The preserved textual form is the product of a three-stage transmission. The original Song collection was prefaced by the lay-scholar Lǐ Yuánchōng 李元冲 of Lóngmián 龍眠 on the 15th of the 4th month of Yuánfēng 7 (22 May 1084), less than a year after Yìqīng’s death; this preface, in heavy parallel-prose Chán-lyrical style, alludes to the transmission through Fúshān Fǎyuǎn and dates the opening of the compilation shortly after. Zìjué’s re-editing from the Jìngyīn seat followed at some point between 1107 and his death in 1117; the closing in the CBETA text frames the collection explicitly as Zìjué’s recension (“葢原本全稿者。其孫淨因覺公之所編集也”). The text then passed through Japan, where it was nearly lost, but rediscovered (per the 1724 closing postfaces) at an old temple by the Sōtō monk Dàomíng 道明; Kuòmén Guànchè 廓門貫徹, a Sōtō abbot styled Mánlóu 漫樓 and former of Dàxióngsì 大雄寺, had the recension re-cut in Japanese Kyōhō 9 (享保九年 = 1724; two postfaces by Kuòmén and Dàomíng survive in the Xuzangjing edition, dated to the 9th and 10th months respectively, plus a further undated by “東都蜃樓居主人”). The Xuzangjing text thus transmits Zìjué’s Northern-Sòng recension via an 18th-century Japanese re-cut.

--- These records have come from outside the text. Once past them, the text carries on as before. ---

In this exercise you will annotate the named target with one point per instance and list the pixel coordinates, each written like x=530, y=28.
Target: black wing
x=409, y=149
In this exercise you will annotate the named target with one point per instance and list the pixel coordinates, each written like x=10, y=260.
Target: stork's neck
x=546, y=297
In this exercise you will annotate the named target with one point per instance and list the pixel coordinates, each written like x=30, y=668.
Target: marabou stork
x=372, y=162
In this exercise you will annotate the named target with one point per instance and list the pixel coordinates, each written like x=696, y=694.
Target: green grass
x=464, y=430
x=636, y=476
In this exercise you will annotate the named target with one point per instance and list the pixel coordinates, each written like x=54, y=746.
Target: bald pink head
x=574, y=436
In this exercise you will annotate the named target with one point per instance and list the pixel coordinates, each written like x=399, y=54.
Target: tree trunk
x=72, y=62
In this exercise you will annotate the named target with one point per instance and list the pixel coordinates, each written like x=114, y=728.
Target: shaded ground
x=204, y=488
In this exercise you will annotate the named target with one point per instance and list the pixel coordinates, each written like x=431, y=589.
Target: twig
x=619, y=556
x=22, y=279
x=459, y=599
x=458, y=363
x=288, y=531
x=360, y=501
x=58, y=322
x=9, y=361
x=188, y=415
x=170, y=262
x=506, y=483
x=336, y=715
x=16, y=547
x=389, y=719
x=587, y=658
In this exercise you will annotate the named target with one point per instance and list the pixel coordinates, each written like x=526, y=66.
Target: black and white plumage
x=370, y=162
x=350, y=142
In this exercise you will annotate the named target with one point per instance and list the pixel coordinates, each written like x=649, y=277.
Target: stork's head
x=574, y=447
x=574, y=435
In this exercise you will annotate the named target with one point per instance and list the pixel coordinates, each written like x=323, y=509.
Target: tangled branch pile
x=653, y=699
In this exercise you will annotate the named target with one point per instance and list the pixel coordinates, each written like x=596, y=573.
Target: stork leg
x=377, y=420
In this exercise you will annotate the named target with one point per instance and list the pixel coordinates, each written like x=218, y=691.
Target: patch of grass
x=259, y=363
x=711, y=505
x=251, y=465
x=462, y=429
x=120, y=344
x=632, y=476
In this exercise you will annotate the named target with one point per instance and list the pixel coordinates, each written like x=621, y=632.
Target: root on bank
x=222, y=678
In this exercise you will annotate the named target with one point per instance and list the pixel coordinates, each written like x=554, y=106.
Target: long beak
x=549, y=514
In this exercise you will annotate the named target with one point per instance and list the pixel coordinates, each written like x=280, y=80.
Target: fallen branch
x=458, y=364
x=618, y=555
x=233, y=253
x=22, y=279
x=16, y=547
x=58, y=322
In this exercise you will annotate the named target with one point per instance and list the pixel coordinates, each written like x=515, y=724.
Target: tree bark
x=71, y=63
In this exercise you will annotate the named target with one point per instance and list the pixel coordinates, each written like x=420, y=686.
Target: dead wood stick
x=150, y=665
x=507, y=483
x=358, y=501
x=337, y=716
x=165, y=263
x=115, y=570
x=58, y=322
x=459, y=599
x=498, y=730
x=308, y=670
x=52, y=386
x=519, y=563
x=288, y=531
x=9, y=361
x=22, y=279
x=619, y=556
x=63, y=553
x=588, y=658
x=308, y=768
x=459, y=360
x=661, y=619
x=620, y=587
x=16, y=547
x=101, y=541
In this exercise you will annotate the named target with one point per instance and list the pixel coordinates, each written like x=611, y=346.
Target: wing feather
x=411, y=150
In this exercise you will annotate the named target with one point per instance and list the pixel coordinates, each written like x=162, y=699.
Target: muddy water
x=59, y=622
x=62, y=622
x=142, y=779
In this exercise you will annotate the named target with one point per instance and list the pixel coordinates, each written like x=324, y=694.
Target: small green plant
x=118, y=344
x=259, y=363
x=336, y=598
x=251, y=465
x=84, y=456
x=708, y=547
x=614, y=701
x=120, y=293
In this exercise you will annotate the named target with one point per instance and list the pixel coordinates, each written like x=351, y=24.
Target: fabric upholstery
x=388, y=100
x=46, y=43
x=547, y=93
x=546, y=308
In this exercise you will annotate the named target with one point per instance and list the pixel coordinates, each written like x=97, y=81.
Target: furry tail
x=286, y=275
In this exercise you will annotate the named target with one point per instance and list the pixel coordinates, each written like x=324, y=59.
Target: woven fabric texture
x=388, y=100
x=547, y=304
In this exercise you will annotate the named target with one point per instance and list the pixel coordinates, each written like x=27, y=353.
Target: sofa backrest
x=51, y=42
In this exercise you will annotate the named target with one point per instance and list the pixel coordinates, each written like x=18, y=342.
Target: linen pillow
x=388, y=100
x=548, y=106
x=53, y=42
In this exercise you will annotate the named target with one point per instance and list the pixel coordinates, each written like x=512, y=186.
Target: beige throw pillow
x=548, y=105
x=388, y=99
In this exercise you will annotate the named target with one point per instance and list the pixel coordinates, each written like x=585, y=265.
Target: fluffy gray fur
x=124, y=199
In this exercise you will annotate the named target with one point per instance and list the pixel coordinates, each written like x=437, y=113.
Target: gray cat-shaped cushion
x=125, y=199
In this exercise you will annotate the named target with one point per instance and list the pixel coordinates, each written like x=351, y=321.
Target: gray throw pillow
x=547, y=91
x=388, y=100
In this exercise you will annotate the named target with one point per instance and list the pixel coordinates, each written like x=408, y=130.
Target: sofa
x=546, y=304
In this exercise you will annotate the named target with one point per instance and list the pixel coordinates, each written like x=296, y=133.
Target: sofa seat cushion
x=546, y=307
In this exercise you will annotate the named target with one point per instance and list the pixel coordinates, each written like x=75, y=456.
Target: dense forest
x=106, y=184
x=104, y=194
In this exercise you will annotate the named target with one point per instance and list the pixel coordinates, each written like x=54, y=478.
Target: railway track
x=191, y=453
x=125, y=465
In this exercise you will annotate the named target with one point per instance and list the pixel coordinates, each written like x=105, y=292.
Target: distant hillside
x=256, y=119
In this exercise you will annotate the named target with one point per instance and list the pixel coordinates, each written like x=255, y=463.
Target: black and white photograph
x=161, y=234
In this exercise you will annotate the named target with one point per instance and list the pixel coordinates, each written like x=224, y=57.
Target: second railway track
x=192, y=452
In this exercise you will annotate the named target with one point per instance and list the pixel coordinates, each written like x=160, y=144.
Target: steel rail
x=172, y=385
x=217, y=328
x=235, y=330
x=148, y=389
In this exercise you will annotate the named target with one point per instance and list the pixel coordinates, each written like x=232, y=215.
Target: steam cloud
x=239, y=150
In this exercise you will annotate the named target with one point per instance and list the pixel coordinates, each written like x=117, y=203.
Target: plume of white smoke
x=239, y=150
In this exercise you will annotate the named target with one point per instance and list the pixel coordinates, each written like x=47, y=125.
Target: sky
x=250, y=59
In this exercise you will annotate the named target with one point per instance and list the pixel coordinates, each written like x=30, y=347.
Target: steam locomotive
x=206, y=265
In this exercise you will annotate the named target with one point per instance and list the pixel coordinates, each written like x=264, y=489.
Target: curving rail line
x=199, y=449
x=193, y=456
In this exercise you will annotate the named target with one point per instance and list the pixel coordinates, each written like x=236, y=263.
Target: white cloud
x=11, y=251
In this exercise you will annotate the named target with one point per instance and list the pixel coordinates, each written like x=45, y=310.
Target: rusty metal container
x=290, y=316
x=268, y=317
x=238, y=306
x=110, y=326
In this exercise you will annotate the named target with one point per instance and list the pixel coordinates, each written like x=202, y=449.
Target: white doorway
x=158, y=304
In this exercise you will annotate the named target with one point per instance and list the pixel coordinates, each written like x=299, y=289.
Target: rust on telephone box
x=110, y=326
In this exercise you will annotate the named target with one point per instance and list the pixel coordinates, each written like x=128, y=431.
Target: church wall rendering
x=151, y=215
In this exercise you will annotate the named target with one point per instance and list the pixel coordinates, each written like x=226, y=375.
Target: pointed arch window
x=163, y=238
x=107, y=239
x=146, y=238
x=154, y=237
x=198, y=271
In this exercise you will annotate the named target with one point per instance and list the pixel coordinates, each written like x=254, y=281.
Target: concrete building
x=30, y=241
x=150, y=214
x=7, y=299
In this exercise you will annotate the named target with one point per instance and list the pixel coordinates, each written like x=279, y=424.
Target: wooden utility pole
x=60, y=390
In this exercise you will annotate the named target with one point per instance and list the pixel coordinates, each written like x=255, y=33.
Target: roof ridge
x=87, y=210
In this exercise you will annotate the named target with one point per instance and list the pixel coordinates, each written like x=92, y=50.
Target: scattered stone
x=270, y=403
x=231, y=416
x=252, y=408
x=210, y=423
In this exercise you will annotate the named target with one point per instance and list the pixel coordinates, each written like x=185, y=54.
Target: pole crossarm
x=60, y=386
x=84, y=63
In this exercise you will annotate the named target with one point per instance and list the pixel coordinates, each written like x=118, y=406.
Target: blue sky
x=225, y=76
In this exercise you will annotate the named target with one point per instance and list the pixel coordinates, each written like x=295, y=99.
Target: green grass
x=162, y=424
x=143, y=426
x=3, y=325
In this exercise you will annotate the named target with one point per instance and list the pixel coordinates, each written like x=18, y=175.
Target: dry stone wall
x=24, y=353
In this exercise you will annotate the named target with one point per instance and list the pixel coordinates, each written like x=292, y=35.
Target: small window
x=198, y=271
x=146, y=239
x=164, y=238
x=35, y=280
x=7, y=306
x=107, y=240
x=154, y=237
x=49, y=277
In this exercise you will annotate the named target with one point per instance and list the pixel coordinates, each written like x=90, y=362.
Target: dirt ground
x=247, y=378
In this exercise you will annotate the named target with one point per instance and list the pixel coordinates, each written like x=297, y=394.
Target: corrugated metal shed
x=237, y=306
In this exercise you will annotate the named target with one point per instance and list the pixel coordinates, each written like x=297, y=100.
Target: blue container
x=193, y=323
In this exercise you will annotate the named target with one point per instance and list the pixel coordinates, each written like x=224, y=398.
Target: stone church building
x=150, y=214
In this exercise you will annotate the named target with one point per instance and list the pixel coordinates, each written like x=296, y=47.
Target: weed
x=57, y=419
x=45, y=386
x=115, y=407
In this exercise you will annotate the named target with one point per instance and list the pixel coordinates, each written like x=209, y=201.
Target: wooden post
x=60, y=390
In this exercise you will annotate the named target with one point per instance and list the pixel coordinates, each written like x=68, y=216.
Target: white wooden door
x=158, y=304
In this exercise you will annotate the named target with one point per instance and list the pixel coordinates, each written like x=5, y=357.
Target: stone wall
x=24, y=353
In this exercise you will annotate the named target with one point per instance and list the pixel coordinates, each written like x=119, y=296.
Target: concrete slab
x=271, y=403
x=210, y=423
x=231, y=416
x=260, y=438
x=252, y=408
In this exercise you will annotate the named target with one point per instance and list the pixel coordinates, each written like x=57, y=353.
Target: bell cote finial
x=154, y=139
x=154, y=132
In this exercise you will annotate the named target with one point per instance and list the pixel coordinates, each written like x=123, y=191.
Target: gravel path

Yìqīng was a native of Qīngshè 青社 (Shāndōng), lay surname Lǐ 李; tonsured at seven at Miàoxiàngsì 妙相寺, ordained at sixteen; made his scholastic reputation as Qīng Huáyán 青華嚴 as a young Huáyán lecturer before shifting to Chán under Fǎyuǎn at Huìshèngyán 會聖巖. He held only two abbacies: Báiyúnshān Hǎihuì (from 1073) and Tóuzǐshān Shèngyīn. Died on the 4th of the 5th month of Yuánfēng 6 (29 May 1083), súshòu 52, sēnglà 37. Named dharma-heirs — “ten-odd persons” per the xíngzhuàng, including Fúróng Dàokǎi (1043–1118, DILA A001539), Bàoēn 報恩 (A011155), Dòngshān Yún 洞山雲, Fúyīng Wén 福應文, Tánguǎng 曇廣 — are the principal figures of the Northern-Sòng Cáodòng revival. Through Fúróng Dàokǎi — and then Dānxiá Zǐchún 丹霞子淳 and Zhēnxiē Qīngliǎo 真歇清了 — Yìqīng’s line became the main surviving Cáodòng channel, the “dormant” lineage that flowered again under Hóngzhì Zhèngjué 宏智正覺 and, much later, transmitted into Japanese Sōtō via Dōgen 道元’s teacher Rújìng 如淨.

Translations and research

Substantive partial English translations exist of the Sòng-gǔ yī-bǎi zé within Thomas Cleary’s anthology work on Cáo-dòng niān-gǔ literature. The text is central to Japanese Sōtō-shū 曹洞宗 historiography — the Kyōhō 9 (1724) Japanese recension was produced precisely because the collection was understood as indispensable for tracing the Sōtō line back through Rú-jìng → Zhēn-xiē Qīng-liǎo → Zǐ-chún → Dào-kǎi → Yì-qīng → Fǎ-yuǎn → Dà-yáng Jǐng-xuán. See also Bǔ-xù gāo-sēng zhuàn, Wǔ-dēng huì-yuán, and the xíng-zhuàng preserved in juan 2 as primary Chinese sources.

Other points of interest

The dàifù 代付 circumstance — Fǎyuǎn holding Dàyáng’s relics and portrait “as trust” and handing them to Yìqīng, who thus received dharma-transmission from a master he had never met — is exceptional in Chán genealogical practice and has been the subject of considerable later debate (including a well-known Dōngshān Liángjiè 洞山良价-style challenge to its validity by Línjì polemicists, and equally a strong Sōtō-school vindication of it through Dōgen’s Shōbōgenzō “Menju” 面授).